Initially focusing on the painterly exploration of fungi as a recurring motif, Luxembourg- born, Brussels-based artist Val Smets expands beyond the visual language of mycelium into abstract landscapes which are at once expressionistic, psychedelic, gestural, and colorful. Forms and lines slip fluidly between subtle and explicit. The elements in her vocabulary – networks of branches, cascades of foliage, serpentine pathways, and soothing pools of water – bind together to construct works that present themselves openly and sincerely to the viewer.

Just as fungi were the protagonists in previous exhibitions, in Pig & Pepper, trees have become the principal figure. The shift is a natural one for Smets, since the lives of trees are deeply intertwined with their mycelial neighbors. The foregrounding of trees in “Going Home”, “Three Inches High”, and “Grocery Shop” (2022) signal her close examination of the symbiotic relationships at play in the forest. Like humans, trees are highly social beings: forests would die altogether if trees “thought” as individuals. Only the collective matters, so much so that when an individual is sick, nearby trees will nourish the vulnerable one with their own nutrients until it recovers. Leaf tissues interact with predators, smelling and tasting the air, emitting chemical scents and sending electrical signals down into their roots. Fungal networks then aid in transmitting these messages to the roots of other trees.1 Smets continues to explore and engage in this ecological dialog, questioning identity and relationships and searching for answers in the all-embracing wisdom of the natural world.

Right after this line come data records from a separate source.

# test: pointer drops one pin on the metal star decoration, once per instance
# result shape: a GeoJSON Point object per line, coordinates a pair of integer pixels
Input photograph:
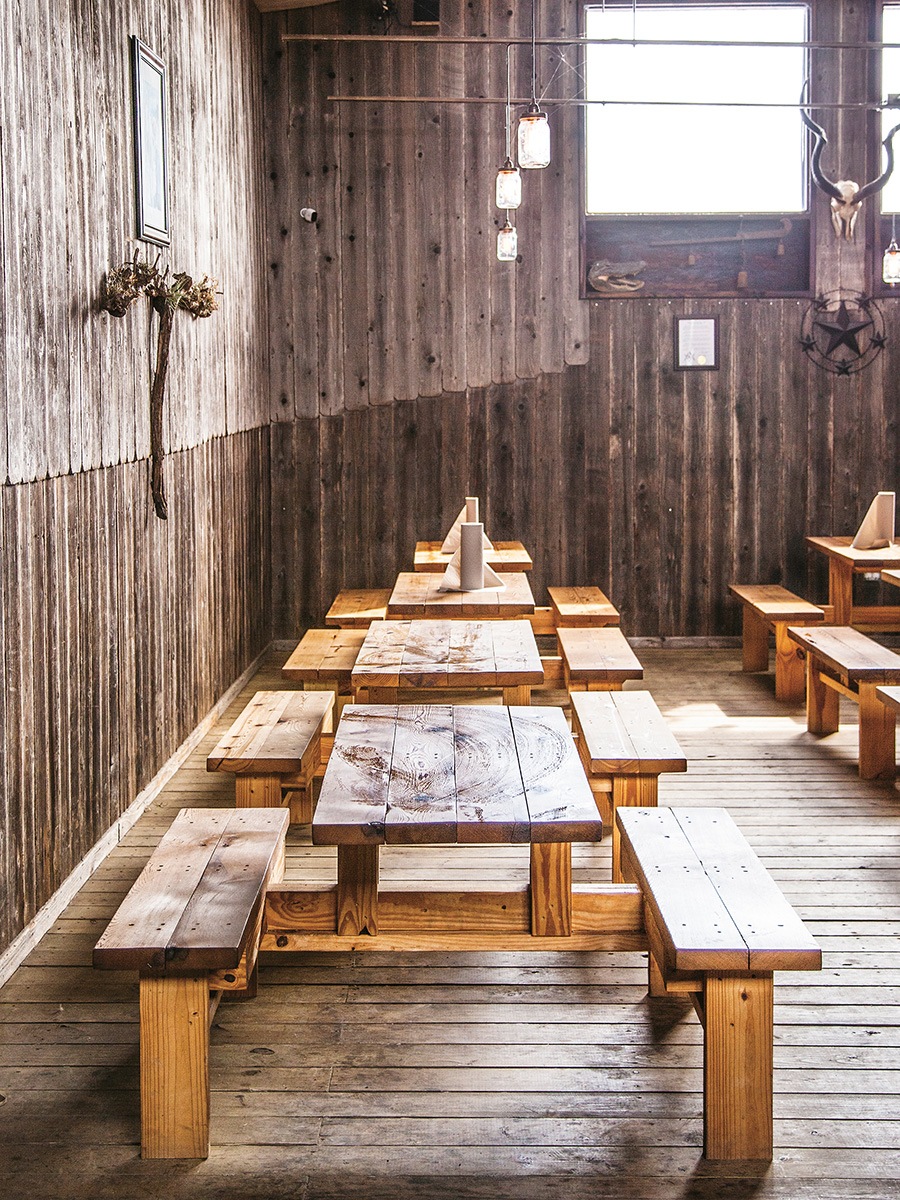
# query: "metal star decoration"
{"type": "Point", "coordinates": [843, 334]}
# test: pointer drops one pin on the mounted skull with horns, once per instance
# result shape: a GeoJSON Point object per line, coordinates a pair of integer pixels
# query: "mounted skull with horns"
{"type": "Point", "coordinates": [846, 196]}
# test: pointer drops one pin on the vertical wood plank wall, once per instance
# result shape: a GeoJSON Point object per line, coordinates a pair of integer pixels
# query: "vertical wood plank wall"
{"type": "Point", "coordinates": [411, 367]}
{"type": "Point", "coordinates": [120, 631]}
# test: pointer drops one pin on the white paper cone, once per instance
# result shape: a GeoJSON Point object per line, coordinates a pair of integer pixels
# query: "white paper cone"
{"type": "Point", "coordinates": [877, 527]}
{"type": "Point", "coordinates": [451, 543]}
{"type": "Point", "coordinates": [472, 556]}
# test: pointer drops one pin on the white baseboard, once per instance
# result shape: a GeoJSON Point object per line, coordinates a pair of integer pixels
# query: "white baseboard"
{"type": "Point", "coordinates": [43, 919]}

1 The Hidden Life of Trees. Peter Wohlleben, 2015.

Favoring large formats and working without preparatory sketches, her paintings are the product of an intense psychological process. She often starts on the floor, using acrylic, oil stick, and wide brushes, painting from memory a synesthesia of sight, sound, color, and scent. Bright, saturated palettes and hallucinatory imagery recall her time spent living and working in Finland, where the amanita muscaria and aurora borealis have long inspired rich mythologies and sacred rituals.

Fittingly, the exhibition title directly references a chapter in Alice’s Adventures in Wonderland by Lewis Caroll (1865). Symbolism is central to Smets’ practice, and the influence of dreams, surrealism, and psychedelia are notably present in “Dare Me”, “Wet Dream”, and “Hug Me Tender” (2022). Liquescent shapes jump off the canvas while spindly, prickly plant textures encounter smooth gradated skies and slippery tubelike forms. At the same time and in a somewhat unexpected contrast, the works can be viewed through the expressionist prism of les nabis, bringing to mind Bonnard’s bold colors and the mystical imagery of Sérusier’s L’Incantation.

With Pig & Pepper, Smets invites the viewer to have a personal conversation, one that synthesizes symbols and metaphors into a testament to interspecies connection. It reminds viewers that the Self is only real in the context of the many interconnected relationships that give rise to it, and to all beings. Exploring these relationships is the most rewarding trip of all.